Before you call up your designer or open Photoshop, think about what you want to achieve and the best way to do that.

What’s the message?

I go to a lot of networking events and pick up lots of flyers covered with information, many with no clear message. They just seem to be general information leaflets – with a ‘this is everything we do’ type of message. Most of them go into the recycling bin!

If you’re going to invest in a flyer what do you want people to do when they read it? What needs to be included in the message to increase the chance of them doing that?

Invest time in creating a great headline

Your headline should get attention and all the great copywriters emphasise that you should spend 80% of your writing time in crafting a really good headline. To do this you need to know your target audience very well – what words will they respond to? You need to get their attention quickly – and get them to want to find out more.
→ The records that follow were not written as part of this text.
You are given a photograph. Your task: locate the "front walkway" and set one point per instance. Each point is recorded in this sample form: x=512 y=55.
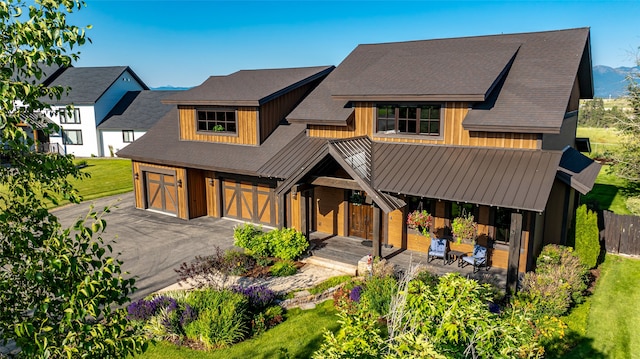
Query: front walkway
x=350 y=250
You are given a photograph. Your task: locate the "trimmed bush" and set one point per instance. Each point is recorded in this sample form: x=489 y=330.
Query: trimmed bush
x=222 y=318
x=559 y=281
x=284 y=269
x=587 y=236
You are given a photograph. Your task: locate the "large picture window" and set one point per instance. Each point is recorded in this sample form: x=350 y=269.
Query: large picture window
x=72 y=137
x=409 y=119
x=217 y=120
x=66 y=117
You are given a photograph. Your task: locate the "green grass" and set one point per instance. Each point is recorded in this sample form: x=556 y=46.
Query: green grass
x=611 y=330
x=300 y=335
x=608 y=192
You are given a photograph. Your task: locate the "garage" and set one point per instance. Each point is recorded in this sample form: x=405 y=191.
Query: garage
x=161 y=191
x=249 y=200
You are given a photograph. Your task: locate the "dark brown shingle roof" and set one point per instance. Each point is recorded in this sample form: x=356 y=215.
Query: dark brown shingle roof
x=248 y=87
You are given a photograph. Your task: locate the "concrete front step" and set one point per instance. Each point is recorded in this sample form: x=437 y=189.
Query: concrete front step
x=331 y=264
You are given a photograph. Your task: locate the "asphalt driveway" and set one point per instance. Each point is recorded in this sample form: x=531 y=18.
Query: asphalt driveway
x=152 y=245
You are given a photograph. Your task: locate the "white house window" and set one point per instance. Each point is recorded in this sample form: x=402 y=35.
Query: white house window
x=66 y=117
x=127 y=136
x=72 y=137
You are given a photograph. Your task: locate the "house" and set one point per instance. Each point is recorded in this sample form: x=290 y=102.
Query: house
x=483 y=125
x=131 y=117
x=94 y=93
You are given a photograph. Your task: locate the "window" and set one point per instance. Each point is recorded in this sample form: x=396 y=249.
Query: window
x=219 y=120
x=502 y=224
x=72 y=137
x=73 y=117
x=409 y=119
x=127 y=136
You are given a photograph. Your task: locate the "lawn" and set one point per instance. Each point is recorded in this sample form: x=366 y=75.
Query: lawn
x=611 y=330
x=299 y=336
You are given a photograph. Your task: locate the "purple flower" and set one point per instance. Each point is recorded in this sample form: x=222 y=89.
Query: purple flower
x=355 y=293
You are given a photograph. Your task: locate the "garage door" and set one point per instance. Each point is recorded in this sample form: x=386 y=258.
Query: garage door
x=249 y=201
x=161 y=192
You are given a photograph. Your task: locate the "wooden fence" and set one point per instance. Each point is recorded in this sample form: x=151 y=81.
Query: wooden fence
x=620 y=234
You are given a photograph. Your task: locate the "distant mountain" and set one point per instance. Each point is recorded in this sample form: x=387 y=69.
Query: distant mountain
x=169 y=88
x=611 y=82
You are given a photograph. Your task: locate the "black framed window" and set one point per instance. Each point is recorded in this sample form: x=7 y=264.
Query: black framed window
x=127 y=136
x=409 y=119
x=216 y=120
x=66 y=117
x=72 y=137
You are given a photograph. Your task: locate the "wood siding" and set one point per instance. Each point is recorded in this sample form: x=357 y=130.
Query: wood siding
x=274 y=111
x=330 y=210
x=247 y=122
x=140 y=192
x=454 y=134
x=196 y=186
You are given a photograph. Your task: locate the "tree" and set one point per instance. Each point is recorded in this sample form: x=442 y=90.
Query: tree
x=627 y=159
x=61 y=291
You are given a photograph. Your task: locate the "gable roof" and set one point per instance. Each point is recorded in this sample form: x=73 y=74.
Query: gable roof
x=88 y=84
x=137 y=110
x=248 y=87
x=517 y=82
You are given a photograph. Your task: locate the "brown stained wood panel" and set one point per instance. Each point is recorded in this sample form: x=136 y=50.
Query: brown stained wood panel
x=246 y=118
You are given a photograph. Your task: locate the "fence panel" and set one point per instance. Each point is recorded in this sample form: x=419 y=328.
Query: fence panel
x=621 y=234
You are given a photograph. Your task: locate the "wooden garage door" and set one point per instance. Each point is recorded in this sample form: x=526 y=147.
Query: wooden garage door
x=161 y=192
x=249 y=201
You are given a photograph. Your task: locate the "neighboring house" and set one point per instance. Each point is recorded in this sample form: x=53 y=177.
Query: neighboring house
x=136 y=113
x=484 y=125
x=94 y=93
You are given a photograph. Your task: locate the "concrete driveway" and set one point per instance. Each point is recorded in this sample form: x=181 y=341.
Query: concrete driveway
x=152 y=245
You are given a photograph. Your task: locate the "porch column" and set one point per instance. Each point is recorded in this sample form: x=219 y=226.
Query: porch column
x=377 y=250
x=515 y=244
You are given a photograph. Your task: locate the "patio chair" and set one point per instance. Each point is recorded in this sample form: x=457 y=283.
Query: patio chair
x=477 y=260
x=438 y=249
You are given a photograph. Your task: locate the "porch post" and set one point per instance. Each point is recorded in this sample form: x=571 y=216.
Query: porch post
x=515 y=243
x=377 y=251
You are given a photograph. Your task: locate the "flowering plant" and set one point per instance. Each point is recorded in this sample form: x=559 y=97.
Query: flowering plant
x=421 y=221
x=464 y=228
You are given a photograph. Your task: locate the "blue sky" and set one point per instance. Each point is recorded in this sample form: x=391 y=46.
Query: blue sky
x=181 y=43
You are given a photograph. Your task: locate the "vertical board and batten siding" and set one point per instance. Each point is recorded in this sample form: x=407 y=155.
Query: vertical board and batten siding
x=454 y=134
x=139 y=187
x=247 y=122
x=621 y=234
x=274 y=111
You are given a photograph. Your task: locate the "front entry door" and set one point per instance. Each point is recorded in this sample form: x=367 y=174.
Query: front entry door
x=361 y=221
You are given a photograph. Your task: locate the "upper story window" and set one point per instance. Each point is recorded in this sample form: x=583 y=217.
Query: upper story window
x=217 y=120
x=409 y=119
x=66 y=117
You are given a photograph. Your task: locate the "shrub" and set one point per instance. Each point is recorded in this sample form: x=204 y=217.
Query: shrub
x=587 y=236
x=377 y=294
x=284 y=268
x=222 y=317
x=559 y=281
x=238 y=262
x=259 y=296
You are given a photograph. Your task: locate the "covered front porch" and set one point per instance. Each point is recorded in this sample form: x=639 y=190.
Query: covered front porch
x=349 y=251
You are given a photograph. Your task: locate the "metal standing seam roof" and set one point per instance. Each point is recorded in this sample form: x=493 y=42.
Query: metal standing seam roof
x=137 y=110
x=525 y=80
x=520 y=179
x=88 y=84
x=248 y=87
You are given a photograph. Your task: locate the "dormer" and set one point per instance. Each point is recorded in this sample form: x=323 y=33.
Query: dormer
x=244 y=107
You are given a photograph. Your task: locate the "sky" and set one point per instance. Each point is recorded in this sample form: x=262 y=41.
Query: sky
x=182 y=43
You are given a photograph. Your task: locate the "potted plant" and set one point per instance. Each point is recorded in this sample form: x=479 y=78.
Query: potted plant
x=420 y=221
x=464 y=229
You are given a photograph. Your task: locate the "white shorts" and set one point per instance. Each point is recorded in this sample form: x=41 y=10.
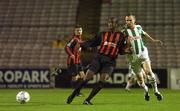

Make sure your headline stands out

Don’t bury your headline in a sea of copy and graphics. White space may be expensive when you have so much to say and only a small area to say it in, but it’s much more expensive to fill it up and lose both the impact and the connection with your reader.

If you’re having a two-sided flyer consider giving one side to your headline with some appropriate graphics – and maybe a one-line introduction that makes people want to turn it over.

Three tips to increase retention

  1. Paper flyers are really easy to scrunch up and throw away, which is why I recommend that clients think about investing a small amount more and having your flyer on card.
  2. What size should it be? One of the most effective sizes is a tall card that is one-third of an A4 page. Some people use the whole A4 sheet and fold it into three to make a small trifold brochure. This size fits in most bags and the inside pocket of a jacket too. It’s also easy to pop into a standard envelope. Postcard size works too, but A5 can be just that bit too big to fit anywhere.
  3. Have information that is of value. Five tips, three steps, a 10 point checklist. This ensures that it stays around people’s desks for longer as there’s useful information on it.

One word of warning – don’t DIY (unless you’ve studied graphic design)! Get a designer to put it together, it will look so much more professional.